Internally use StaticArray for performance.

ysbaddaden · 2016-06-13T18:20:25Z

Is it cross OS? Since it involves ASM, I guess it is. I understand it detects and runs on x86 CPUs, but what about other ones, like ARM or MIPS archs? And what about 32bits?

It could be nice to have, but maybe premature for per feature optimisations in the core/stdlib. Also well have to maintain it, and it may make it more complex to introduce new architectures. Of course great optimisations could help to integrate it nonetheless.

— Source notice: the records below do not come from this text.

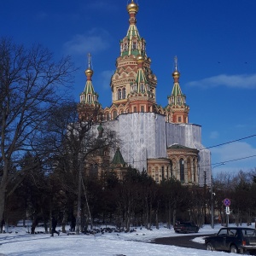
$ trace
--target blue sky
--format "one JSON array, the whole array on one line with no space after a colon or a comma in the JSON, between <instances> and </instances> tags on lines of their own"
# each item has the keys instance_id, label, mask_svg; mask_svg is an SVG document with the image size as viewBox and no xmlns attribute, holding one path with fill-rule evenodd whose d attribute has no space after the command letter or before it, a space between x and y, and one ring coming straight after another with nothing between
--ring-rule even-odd
<instances>
[{"instance_id":1,"label":"blue sky","mask_svg":"<svg viewBox=\"0 0 256 256\"><path fill-rule=\"evenodd\" d=\"M127 0L0 3L2 36L27 46L40 43L56 58L73 57L79 70L70 96L77 101L90 52L94 88L102 105L110 106L110 77L129 26ZM202 126L204 146L247 137L211 148L213 166L226 162L214 173L254 169L256 157L247 157L256 155L256 1L138 0L138 4L137 26L158 79L157 102L167 104L177 55L189 122ZM241 158L247 159L235 160Z\"/></svg>"}]
</instances>

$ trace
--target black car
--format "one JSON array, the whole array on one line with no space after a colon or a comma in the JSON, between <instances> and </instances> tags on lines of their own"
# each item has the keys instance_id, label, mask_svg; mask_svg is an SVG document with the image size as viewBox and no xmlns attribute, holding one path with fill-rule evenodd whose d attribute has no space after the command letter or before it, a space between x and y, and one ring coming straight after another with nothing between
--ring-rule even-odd
<instances>
[{"instance_id":1,"label":"black car","mask_svg":"<svg viewBox=\"0 0 256 256\"><path fill-rule=\"evenodd\" d=\"M180 222L174 225L174 230L176 233L197 233L199 227L191 222Z\"/></svg>"},{"instance_id":2,"label":"black car","mask_svg":"<svg viewBox=\"0 0 256 256\"><path fill-rule=\"evenodd\" d=\"M214 236L205 238L207 250L228 251L256 255L256 230L250 228L222 228Z\"/></svg>"}]
</instances>

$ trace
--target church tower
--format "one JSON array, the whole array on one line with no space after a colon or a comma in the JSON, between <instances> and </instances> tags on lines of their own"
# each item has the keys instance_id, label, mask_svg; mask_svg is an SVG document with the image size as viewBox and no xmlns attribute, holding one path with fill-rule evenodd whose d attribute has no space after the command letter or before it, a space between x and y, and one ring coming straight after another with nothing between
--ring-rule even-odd
<instances>
[{"instance_id":1,"label":"church tower","mask_svg":"<svg viewBox=\"0 0 256 256\"><path fill-rule=\"evenodd\" d=\"M112 109L116 115L133 112L154 112L155 109L156 76L150 69L146 41L137 28L138 6L133 0L127 5L130 16L126 36L120 41L120 55L112 77Z\"/></svg>"},{"instance_id":2,"label":"church tower","mask_svg":"<svg viewBox=\"0 0 256 256\"><path fill-rule=\"evenodd\" d=\"M168 96L168 110L172 113L171 123L189 123L189 107L186 104L186 96L183 94L179 85L180 73L177 70L177 58L174 58L175 68L172 73L173 87L172 95Z\"/></svg>"},{"instance_id":3,"label":"church tower","mask_svg":"<svg viewBox=\"0 0 256 256\"><path fill-rule=\"evenodd\" d=\"M91 69L91 56L88 54L88 68L84 72L86 83L84 91L80 94L80 103L78 107L79 119L83 120L96 119L101 104L98 102L98 94L92 84L93 70Z\"/></svg>"}]
</instances>

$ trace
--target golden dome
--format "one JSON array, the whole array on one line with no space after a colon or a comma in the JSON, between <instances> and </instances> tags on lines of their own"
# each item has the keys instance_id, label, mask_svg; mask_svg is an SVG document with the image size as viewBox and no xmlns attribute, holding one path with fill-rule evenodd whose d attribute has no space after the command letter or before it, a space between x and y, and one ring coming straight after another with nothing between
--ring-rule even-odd
<instances>
[{"instance_id":1,"label":"golden dome","mask_svg":"<svg viewBox=\"0 0 256 256\"><path fill-rule=\"evenodd\" d=\"M127 11L128 13L131 12L137 13L138 6L133 2L133 0L131 0L131 3L127 5Z\"/></svg>"},{"instance_id":2,"label":"golden dome","mask_svg":"<svg viewBox=\"0 0 256 256\"><path fill-rule=\"evenodd\" d=\"M175 79L175 78L179 78L180 76L180 73L177 71L177 70L175 70L173 73L172 73L172 77Z\"/></svg>"},{"instance_id":3,"label":"golden dome","mask_svg":"<svg viewBox=\"0 0 256 256\"><path fill-rule=\"evenodd\" d=\"M92 76L92 74L93 74L93 71L91 69L90 69L90 68L86 69L84 71L84 73L85 73L86 76Z\"/></svg>"},{"instance_id":4,"label":"golden dome","mask_svg":"<svg viewBox=\"0 0 256 256\"><path fill-rule=\"evenodd\" d=\"M137 60L137 63L143 63L143 62L144 62L144 58L142 55L138 55L137 56L136 60Z\"/></svg>"}]
</instances>

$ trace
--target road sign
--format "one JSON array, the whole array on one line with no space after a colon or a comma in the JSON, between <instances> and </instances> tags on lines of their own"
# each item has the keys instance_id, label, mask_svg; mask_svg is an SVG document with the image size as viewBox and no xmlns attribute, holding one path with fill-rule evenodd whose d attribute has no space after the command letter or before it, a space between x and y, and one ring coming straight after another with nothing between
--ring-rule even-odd
<instances>
[{"instance_id":1,"label":"road sign","mask_svg":"<svg viewBox=\"0 0 256 256\"><path fill-rule=\"evenodd\" d=\"M226 207L226 214L230 215L230 207Z\"/></svg>"},{"instance_id":2,"label":"road sign","mask_svg":"<svg viewBox=\"0 0 256 256\"><path fill-rule=\"evenodd\" d=\"M223 201L223 203L225 207L230 207L230 200L228 199L228 198L225 198L224 201Z\"/></svg>"}]
</instances>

We'll need input from @waj and @asterite here.

Nax · 2016-06-13T18:43:55Z

It is cross OS indeed, and should work fine on both x86 and x86_64. For ARM and MIPS, this won't compile. On these archs, we should probably throw an exception when cpuid is called, and report the CPU as unknown with no features.

I don't think this would make new archs more complex to adopt if we do that. I'm gonna add checks to make it compile on non-x86 archs.

jhass · 2016-06-15T23:39:09Z

Filepath should be src/system/cpu.cr now, else looks good to me, probably should have a second good to go from @crystal-lang/crystallers

Nax · 2016-08-05T12:50:26Z

Any news on this?

asterite · 2016-08-05T13:31:09Z

@Nax To merge this we'll need a real, concrete use case

RX14 · 2016-08-05T16:07:15Z

Please do release a shard for this though! I think it can be useful, possibly in a future simd library.

HertzDevil · 2024-02-09T20:14:15Z

For the few people who are looking for this, LLVM itself provides some of the functionality here, although you probably need to dig into its source code to parse those feature names:

require "llvm"

# target_machine.cr
lib LibLLVM
  fun get_host_cpu_features = LLVMGetHostCPUFeatures : Char*
end

LLVM.init_aarch64 # or `init_x86` etc.
features = LLVM.string_and_dispose(LibLLVM.get_host_cpu_features)
features.split(',') # => ["+fp-armv8", "+lse", "+neon", "+crc", "+crypto"]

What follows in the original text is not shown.